When escaping discomfort through practices of projecting, repressing, denying, or burying, we may find relief; but beneath the momentary escape, the unresolved hurts fester. The discomfort alerts of an issue, a conflict between the environment and the person, pushing the organisms to fix the ailment. Escapes provide relief, but the issues remain unreconciled. The conflict may return or continue to exist, exacting energy from our system, quietly waiting to once again manifest its presence.
Lasting escape, requires a more comprehensive response, learning the reasons behind the discomfort. Our expanding knowledge of self, personal histories, and complex environments guides lasting repairs to the fractured thoughts that magnify discomfort and misdirect action.
Just as the unattended sliver festers, buried emotions rumble, accumulate and then explode. Avoidance of discomfort doesn’t serve long-term objectives for a better life. For healing to begin, we must open the wound and remove the intruder. We must feel the discomfort.
Healing may be painful, acknowledging the flaws, hurts and beliefs contributing to repeated disappointments. We can assume buried hurt was disruptive enough in the past for the mind to seek escape, avoiding clarity and difficult action. Bringing the pain to the surface opens wounds we delicately denied existed. We didn’t want the imperfect self on the stage exposed to others, vulnerable to the jeers and sneers of the judgmental crowd.
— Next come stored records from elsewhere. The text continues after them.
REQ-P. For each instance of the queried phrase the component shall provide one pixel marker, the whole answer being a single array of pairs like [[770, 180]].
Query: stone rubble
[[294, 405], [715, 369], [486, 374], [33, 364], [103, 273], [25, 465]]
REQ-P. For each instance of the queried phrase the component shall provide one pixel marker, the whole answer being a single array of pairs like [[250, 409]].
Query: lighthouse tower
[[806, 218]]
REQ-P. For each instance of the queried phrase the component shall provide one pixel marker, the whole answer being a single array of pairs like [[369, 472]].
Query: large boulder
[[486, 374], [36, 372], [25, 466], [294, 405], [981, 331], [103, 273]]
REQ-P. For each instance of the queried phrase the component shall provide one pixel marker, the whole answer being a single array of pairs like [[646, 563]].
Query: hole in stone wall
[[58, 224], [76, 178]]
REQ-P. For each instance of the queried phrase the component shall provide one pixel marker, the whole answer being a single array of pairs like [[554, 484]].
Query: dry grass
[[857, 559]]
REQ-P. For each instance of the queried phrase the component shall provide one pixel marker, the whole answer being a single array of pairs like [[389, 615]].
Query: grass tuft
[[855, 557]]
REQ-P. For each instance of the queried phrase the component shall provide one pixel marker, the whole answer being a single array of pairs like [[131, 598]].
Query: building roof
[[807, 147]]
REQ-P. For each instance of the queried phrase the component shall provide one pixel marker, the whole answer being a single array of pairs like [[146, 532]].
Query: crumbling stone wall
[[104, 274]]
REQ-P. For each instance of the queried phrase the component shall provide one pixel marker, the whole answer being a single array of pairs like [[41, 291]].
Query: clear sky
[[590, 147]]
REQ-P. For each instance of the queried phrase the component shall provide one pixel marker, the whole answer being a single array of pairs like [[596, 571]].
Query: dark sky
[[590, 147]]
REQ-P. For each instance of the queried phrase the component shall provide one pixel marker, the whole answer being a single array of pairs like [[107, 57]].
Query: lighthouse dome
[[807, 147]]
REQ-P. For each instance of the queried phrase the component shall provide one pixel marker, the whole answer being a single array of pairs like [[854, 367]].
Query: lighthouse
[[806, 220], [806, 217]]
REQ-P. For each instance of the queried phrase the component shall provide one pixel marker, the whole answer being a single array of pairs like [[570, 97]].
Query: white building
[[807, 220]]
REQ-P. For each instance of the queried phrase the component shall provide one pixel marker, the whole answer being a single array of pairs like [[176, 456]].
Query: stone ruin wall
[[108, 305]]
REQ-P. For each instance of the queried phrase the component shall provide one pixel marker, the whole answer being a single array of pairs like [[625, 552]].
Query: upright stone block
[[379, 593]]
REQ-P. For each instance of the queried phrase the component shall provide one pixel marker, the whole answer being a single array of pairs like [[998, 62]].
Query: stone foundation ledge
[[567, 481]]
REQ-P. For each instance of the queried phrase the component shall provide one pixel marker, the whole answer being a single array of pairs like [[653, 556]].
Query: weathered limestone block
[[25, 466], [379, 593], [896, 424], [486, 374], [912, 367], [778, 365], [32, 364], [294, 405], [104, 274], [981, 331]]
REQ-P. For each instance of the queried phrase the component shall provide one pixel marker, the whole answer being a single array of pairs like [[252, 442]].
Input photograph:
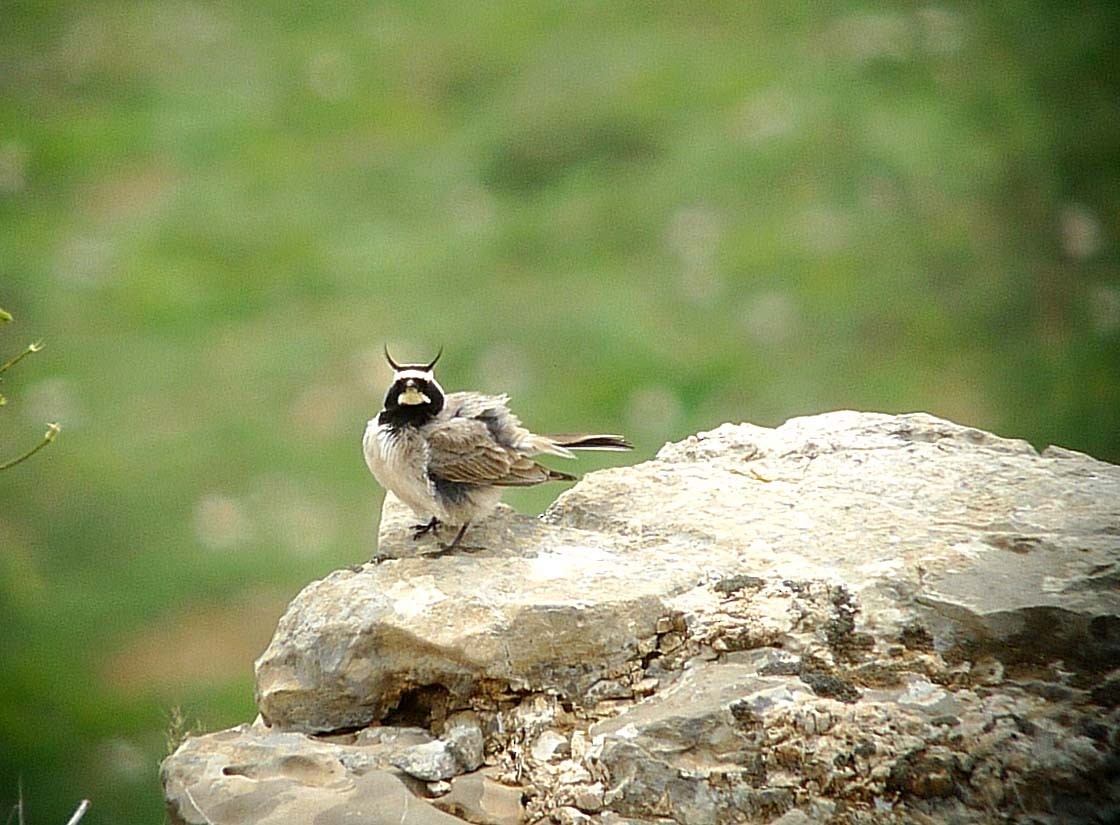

Some people are mean, glorying in the weakness, and gaining from our shame. We can limit exposure to these monsters. But also available in abundance our safety zones. People that are caring and kind. Here we can find the blessings of vulnerability and trust. Here we can heal. More important than safety from others is creating kindness within, gently accepting, soothing and improving. Only in safety can we courageously accept discomfort and welcome healing as we embark on the fabulous journey of life.